Coppola’s vision requires a lot of unwrapping to get down to a gift that barely justifies such a ceremony. We’re given no reason to care about these characters. Their relationship woes are recognizable, but too many artificial barriers are erected between them and us for those concerns to matter. The emotional impact the movie is missing might have been generated if it were a musical, with Tom Waits and Better Midler as the lovers, expressing their angst through song. Waits’ compositions are wonderful accompaniment, but there’s not enough of his music if you’re a fan and far too much if you’re not. Coppola’s script is a house of cards that keeps piling more and more stuff on top of the flimsiest pretext. It takes more than one viewing – ideally in a theater, where sight and sound overwhelm the viewer and modern distractions can’t compete for our attention – for the film’s stagecraft to really work its charm.
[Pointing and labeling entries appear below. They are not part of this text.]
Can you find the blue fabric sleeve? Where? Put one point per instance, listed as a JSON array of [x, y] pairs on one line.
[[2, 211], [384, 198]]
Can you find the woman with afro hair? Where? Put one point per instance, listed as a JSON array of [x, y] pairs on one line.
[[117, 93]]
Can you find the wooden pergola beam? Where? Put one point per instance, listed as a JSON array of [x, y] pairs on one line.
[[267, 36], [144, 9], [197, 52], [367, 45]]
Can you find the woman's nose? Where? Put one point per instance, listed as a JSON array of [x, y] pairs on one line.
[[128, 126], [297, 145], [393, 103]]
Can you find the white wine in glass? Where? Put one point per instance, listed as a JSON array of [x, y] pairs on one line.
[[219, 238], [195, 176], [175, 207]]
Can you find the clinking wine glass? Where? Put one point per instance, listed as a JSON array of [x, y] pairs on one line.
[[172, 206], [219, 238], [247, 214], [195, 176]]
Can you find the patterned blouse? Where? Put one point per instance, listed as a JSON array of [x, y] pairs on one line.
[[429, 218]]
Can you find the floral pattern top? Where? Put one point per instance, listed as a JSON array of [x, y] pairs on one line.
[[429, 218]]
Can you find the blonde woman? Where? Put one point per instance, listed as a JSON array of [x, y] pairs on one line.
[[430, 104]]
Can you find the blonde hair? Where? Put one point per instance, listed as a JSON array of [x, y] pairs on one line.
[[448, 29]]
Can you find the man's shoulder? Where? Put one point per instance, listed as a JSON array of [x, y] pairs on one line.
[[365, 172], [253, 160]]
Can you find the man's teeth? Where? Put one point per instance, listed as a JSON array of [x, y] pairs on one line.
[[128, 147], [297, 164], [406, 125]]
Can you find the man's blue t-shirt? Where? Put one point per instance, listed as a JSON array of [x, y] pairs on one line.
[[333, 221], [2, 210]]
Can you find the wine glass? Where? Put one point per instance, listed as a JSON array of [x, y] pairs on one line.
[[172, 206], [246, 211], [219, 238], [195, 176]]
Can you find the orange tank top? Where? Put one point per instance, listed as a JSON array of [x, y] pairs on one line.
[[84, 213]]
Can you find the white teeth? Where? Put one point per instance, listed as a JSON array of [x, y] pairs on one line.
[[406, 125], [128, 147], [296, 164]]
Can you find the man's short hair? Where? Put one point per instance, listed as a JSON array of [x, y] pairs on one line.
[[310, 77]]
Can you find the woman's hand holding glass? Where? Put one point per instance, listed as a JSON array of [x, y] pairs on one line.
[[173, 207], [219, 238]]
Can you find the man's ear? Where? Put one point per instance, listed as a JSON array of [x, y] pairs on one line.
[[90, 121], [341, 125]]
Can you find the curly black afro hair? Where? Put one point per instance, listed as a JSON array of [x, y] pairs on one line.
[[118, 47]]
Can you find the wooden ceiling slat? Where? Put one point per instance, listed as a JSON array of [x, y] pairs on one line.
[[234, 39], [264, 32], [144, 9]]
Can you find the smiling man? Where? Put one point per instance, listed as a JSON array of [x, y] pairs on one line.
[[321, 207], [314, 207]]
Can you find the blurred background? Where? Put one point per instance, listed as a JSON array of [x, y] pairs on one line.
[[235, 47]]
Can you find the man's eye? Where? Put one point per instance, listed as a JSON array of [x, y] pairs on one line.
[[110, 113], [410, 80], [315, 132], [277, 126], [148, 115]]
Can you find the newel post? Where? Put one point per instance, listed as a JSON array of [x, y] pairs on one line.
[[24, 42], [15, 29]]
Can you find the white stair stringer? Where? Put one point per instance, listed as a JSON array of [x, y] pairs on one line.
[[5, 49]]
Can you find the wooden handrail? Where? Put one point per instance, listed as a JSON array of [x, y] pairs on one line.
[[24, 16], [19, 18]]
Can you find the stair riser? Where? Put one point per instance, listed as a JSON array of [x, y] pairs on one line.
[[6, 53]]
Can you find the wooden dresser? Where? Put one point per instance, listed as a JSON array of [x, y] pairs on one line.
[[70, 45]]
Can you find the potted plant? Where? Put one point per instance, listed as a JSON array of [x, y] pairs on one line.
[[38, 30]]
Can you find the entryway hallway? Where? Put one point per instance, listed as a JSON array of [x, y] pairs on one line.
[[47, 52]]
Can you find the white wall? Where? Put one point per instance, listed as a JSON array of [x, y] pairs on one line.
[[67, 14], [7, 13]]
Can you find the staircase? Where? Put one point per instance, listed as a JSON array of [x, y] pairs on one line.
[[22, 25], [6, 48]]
The models and most of the stages deliberately look like models and stages, but the Fremont Avenue sequences featuring dance on the streets or movement on sidewalks look as slick as any that could’ve been shot in Las Vegas, whose downtown is marked by neon artifice and lack of a horizon. Coppola, who in his hiatus from directing, recut Apocalypse Now, The Godfather Part III (1990) and The Cotton Club (1984), also revisited One From the Heart, first in 2003 for the film’s DVD release, trimming the 103-minute theatrical version to 99 minutes. Restoring the film to 4K resolution for a 2024 theatrical re-release, Coppola continued to whittle Forrest & Garr’s and Stanton’s dialogue to bring the running time down to 93 minutes, a good length for what is essentially an intricate model electric train set with Tom Waits music.